Until relatively recently, I thought of roast chicken as nothing more than one great dinner. Any leftovers that resulted from the bird were just, well, leftovers—something I would try, often unsuccessfully, to use up in subsequent meals. I would like to be able to say that all this changed because something dramatic happened— like the birth of a child or a breakthrough in chicken technology. But the truth is that an editor called me up and asked me to write a book on how to roast chicken and cook with the leftovers. Now, a couple of years and many, many roast birds later, I’ve become a preacher of the leftover chicken gospel. All that roasting has convinced me that chicken on the second go-round is a very convenient and versatile addition to all sorts of weeknight dinners, from Caesar salad and tacos to quick stir-fries and pastas.

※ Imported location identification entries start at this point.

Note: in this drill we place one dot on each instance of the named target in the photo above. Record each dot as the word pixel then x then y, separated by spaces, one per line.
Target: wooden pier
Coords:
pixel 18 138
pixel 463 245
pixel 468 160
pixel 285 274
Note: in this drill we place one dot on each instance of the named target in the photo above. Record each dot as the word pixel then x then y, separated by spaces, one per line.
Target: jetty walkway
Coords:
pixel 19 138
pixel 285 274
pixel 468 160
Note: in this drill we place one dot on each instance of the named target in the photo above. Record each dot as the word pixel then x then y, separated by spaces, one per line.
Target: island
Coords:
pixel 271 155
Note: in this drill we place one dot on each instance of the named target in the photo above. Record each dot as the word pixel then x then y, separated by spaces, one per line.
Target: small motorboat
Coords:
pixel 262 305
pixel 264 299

With a roast chicken in the fridge, you have a head start on getting a delicious meal on the table fast.
Here’s how it works
Roast two chickens when you have a little time. Serve one of them that night for dinner, and use the second one (plus any remaining meat from the first one) in lively dishes in the following few days. Just remember to plan your leftover meals ahead so that when you’re at the market, you can pick up the ingredients you’ll need.
Tips for roasting a bird with moist meat & crisp skin
A few techniques distinguish my roast chicken method from others you may have tried.
Salt the chicken ahead. Salting seasons the bird, of course, but if you can do it a day, or even a few hours, ahead, you’ll get more flavorful meat and crisper skin. You can also flavor the salt with herbs and zest.
Use a rack. A V-shaped roasting rack cradles the chicken and allows its juices to drip away, leaving even the bottom skin crisp.
Start breast side up and flip halfway through. Starting with the breast up ensures brown, crispy skin. Turning the bird over keeps the breast moist while the slower-cooking legs finish roasting.